CAR-T Goes Hot: Laser Pulses-heated CAR-T Cells Show Better Efficiency
CAR T-cell therapy has been lauded as a feasible solution for several cancers by patients, clinical researchers, investors, and the media. As a fact, it is now one of the most intriguing research fields in life sciences, as well as a growing research field of immunotherapy, with over 500 clinical trials studying CAR T-cell therapies as possible cancer treatments. A group of researchers lead by scientists at the Georgia Institute of Technology claimed an improvement in the accuracy and capability of CAR T-cell therapy. The study, which was just published in Nature Biomedical Engineering, titled Enhanced intratumoral activity of CAR T cells engineered to produce immunomodulators under photothermal control, is changing the research on oncology.
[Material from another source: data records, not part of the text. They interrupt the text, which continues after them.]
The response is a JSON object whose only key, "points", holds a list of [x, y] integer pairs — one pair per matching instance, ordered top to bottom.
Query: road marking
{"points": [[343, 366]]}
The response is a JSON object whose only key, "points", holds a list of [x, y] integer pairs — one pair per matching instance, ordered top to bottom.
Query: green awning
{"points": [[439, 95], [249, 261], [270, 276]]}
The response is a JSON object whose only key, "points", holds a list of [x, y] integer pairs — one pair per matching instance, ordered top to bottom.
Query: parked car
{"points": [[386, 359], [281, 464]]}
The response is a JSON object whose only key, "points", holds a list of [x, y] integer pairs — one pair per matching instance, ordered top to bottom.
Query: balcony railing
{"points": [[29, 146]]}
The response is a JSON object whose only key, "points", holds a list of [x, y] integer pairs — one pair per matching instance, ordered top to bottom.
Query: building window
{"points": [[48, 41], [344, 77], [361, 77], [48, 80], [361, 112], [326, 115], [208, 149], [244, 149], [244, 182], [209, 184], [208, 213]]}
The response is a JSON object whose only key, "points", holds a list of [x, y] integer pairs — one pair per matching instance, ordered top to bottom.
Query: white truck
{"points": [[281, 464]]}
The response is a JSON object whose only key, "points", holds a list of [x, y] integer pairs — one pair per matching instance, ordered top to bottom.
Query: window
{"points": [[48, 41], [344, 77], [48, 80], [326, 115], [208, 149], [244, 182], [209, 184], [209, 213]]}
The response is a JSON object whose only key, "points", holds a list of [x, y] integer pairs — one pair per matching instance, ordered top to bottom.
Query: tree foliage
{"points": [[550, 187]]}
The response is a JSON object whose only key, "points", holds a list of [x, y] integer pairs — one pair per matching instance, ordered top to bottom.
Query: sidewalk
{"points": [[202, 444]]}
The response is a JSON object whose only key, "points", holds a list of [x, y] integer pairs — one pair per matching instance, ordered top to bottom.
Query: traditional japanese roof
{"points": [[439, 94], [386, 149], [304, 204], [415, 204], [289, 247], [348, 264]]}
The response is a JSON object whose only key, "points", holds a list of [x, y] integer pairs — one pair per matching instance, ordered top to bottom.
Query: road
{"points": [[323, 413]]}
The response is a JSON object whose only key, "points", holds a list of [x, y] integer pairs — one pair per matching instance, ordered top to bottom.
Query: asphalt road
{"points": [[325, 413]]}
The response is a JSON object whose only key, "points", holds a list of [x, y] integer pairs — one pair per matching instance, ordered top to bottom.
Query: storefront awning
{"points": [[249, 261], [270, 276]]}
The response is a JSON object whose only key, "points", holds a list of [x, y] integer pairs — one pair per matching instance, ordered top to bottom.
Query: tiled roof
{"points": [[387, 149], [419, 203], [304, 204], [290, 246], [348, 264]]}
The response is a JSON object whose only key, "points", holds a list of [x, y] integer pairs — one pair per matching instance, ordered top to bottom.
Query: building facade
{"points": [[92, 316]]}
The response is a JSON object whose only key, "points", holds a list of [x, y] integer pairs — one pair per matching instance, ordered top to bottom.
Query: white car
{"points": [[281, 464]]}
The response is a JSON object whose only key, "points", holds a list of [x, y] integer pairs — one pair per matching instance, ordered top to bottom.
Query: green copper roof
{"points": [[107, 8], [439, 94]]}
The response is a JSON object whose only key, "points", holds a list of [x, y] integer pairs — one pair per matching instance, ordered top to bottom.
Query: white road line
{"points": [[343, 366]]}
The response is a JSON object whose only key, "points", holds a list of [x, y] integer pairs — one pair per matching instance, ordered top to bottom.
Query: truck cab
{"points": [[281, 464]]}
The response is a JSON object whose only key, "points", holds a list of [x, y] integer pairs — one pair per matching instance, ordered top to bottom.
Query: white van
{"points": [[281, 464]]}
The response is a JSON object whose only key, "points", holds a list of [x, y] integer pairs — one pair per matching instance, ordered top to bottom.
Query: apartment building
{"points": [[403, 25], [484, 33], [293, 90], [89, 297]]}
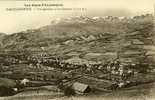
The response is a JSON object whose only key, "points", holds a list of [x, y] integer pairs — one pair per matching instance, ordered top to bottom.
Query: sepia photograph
{"points": [[77, 50]]}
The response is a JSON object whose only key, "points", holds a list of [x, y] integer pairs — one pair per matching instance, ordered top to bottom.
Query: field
{"points": [[141, 92]]}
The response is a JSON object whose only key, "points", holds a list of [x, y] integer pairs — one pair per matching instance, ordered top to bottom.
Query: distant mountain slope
{"points": [[94, 38]]}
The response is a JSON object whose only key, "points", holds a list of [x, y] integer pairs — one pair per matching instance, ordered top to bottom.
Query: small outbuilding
{"points": [[81, 88]]}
In CAR T-cell treatment, a patient's T cells, a kind of white blood cell, are genetically modified in a laboratory. The patient's immune cells are then given a chimeric antigen receptor (CAR) and reintroduced to the body, where they target out and destroy cancer cells. That's how they work.
The senior study investigator Gabe Kwong, author of this paper, said that these therapies have proven to be effective for patients with liquid tumors, but for solid tumors, such as sarcomas, carcinomas, they don’t work well since CAR T-cells are immunosuppressed by the tumor microenvironment.
To improve the way CAR T-cells attack cancer, Kwong and his collaborators are altering the environment and introducing cell changes. They engineered T cells with a genetic on-off switch and created a remote-control system that sends the modified T cells on a precise invasion of the tumor microenvironment, where they destroy the tumor and prevent recurrence.
The new discovery expands on the lab's previous research into remotely controlled cell treatment strategy. Researchers can precisely target tumors using localized heat deposition, wherever they are in the body. The heat stimulates the CAR T-cells inside the tumors, thus overcoming immunosuppressive problems.
The researchers did not treat tumors clinically in the previous trial, but they are doing so now with the novel technology. They used laser pulses from outside the animal's body to produce heat in the tumor of a mouse. Gold nanorods transported to the tumor convert light waves into localized, medium heat, elevating the temperature to 40-42 °C, which is just hot enough to activate the T cells' on-switch without killing healthy tissue or T cells. The cells can boost the expression of cancer-fighting proteins once they are turned on.
"We showed that the activity of intratumoral CAR T-cells could be controlled photothermally via synthetic gene switches that trigger the expression of transgenes in response to mild temperature elevations," the authors wrote. "In vitro, heating engineered primary human T cells for 15-30?min led to over 60-fold-higher expression of a reporter transgene without affecting the cells’ proliferation, migration, and cytotoxicity. In mice, CAR T-cells photothermally heated via gold nanorods produced a transgene only within the tumors."
The method healed cancer in mice, according to the current research, and the team's strategy not only eliminated tumors but also prevented recurrence, which is significant for long-term survival. They will go further with the research by focusing on the further customization of T cells as well as how the heat is delivered to the tumor.